My boyfriend and I then headed to the official LGW reception at the Serpentine Pavilion. I was supposed to have a plus-one, but according to the guest list I did not. I apologize that I haven’t provided photos of gallery directors standing with glasses of sponsored prosecco—I know this is the kind of content we all live for—but my friend Laurie Barron was in attendance, and he WhatsApped me a picture of Hans Ulrich Obrist’s keynote speech (please refer to the pic of Obrist obscured from view by a sound system).

Hans Ulrich Obrist’s speech at LGW’s official opening reception at the Serpentine Pavilion (photo courtesy of Laurie Barron)

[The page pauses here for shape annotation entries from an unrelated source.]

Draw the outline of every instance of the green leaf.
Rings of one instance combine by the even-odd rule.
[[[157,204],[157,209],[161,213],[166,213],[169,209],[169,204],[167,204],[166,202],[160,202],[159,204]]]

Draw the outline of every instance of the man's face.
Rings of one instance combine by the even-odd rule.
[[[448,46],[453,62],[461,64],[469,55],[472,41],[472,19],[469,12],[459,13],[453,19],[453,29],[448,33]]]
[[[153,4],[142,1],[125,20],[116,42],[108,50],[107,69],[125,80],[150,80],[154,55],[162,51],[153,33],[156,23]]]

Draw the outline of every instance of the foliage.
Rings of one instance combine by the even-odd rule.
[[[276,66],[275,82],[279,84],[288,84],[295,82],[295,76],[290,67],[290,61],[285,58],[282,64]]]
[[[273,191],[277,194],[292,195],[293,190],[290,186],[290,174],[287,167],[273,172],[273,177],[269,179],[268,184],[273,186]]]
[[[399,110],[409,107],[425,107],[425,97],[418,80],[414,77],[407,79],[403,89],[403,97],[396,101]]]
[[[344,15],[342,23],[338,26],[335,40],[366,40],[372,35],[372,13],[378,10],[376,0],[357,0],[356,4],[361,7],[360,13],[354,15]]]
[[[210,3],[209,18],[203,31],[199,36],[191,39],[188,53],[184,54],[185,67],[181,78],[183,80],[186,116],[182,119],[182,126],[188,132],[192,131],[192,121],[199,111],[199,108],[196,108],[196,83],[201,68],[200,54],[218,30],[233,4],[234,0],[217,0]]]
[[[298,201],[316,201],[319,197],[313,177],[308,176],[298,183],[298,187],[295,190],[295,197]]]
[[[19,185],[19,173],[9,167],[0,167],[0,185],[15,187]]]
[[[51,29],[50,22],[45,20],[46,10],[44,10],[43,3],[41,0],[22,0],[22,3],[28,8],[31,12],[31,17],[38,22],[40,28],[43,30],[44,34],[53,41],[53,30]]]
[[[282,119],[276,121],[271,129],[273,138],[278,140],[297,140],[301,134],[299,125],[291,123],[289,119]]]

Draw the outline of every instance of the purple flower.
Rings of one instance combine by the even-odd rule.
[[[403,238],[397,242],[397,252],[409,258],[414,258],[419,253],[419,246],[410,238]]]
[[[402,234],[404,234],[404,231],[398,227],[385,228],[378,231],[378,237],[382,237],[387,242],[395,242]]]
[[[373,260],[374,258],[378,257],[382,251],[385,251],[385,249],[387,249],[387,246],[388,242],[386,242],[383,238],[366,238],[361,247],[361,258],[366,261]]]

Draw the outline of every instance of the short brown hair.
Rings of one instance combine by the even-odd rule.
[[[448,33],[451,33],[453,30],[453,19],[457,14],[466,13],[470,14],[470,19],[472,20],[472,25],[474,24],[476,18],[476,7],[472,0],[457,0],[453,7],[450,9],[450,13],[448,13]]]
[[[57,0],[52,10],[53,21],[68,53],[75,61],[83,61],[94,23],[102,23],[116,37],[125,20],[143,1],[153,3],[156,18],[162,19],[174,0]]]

Next, we had a “mystical wedding” to attend. For its off-site LGW presentation, Gallery Rosenfeld was staging a mock marriage between the Serbian artist Marta Jovanović and Italian curator Cristiano Leone, who heads up the Santa Maria della Scala museum in Siena. The proceedings took place in the Fitzrovia Chapel in what was a personal highlight of the weekend. Ninety-nine vows were exchanged over a two-hour period, supplemented with lots of communion wafers: “I vow to honor exile . . . I vow to remain a stranger to myself.” A select group of us were then invited to follow the happy couple (who maintained a deadpan demeanor for the entirety of the piece) through the streets of Soho and into a fourth-floor Airbnb.

 

We then silently observed the newlyweds get a Santiago Sierra–style line tattooed across both their hands, which “recovers continuity only when the performers join hands,” as the press release explained. Neither Jovanović nor Leone so much as flinched, finally breaking character once they arrived at the gallery dinner. Leone tried to persuade us to come back to Rome the following day for a party in his apartment, while Jovanović told me that famous joke about performance art (is it by Roselee Goldberg or Lynne Tillman?), which I’ll paraphrase:

 

Q: How many performance artists does it take to change a lightbulb?

 

A: I don’t know, I left halfway through.

 

I might have skipped the final event in my diary and chosen to spend Saturday in bed, were it not for the fact that I myself was participating. Brave Projects’ Victoria Comstock-Kershaw had selected six writers—including Jessica Rowley and Martin Woodrow—for a reading at LBF Contemporary. This was centered around H. E. Morris’s solo show “Songs of War,” which dealt with the horrors of armed conflict, supplanting the war photographer’s lens with the artist’s own violent-looking abstract paintings, a hard feat to pull off.

 

The readings were a mix of new material written especially for the event and preexisting work that loosely aligned—all of it starkly different in tone and content. Reading aloud from a short story that my own editor called “utterly depraved” in an art gallery at 2 pm while sober was quite a different experience from the reading I’d done the week before (a music venue, at night, half-drunk), but it seemed to have gone down well. . . . I mean, some of the dark humor got a laugh. The other readers performed in front of Morris’s huge diptych The Edge, 2026. Since I myself was feeling on edge, I did my reading next to the open door with its fresh air. But as a friend later pointed out, I’d also made sure nobody could leave.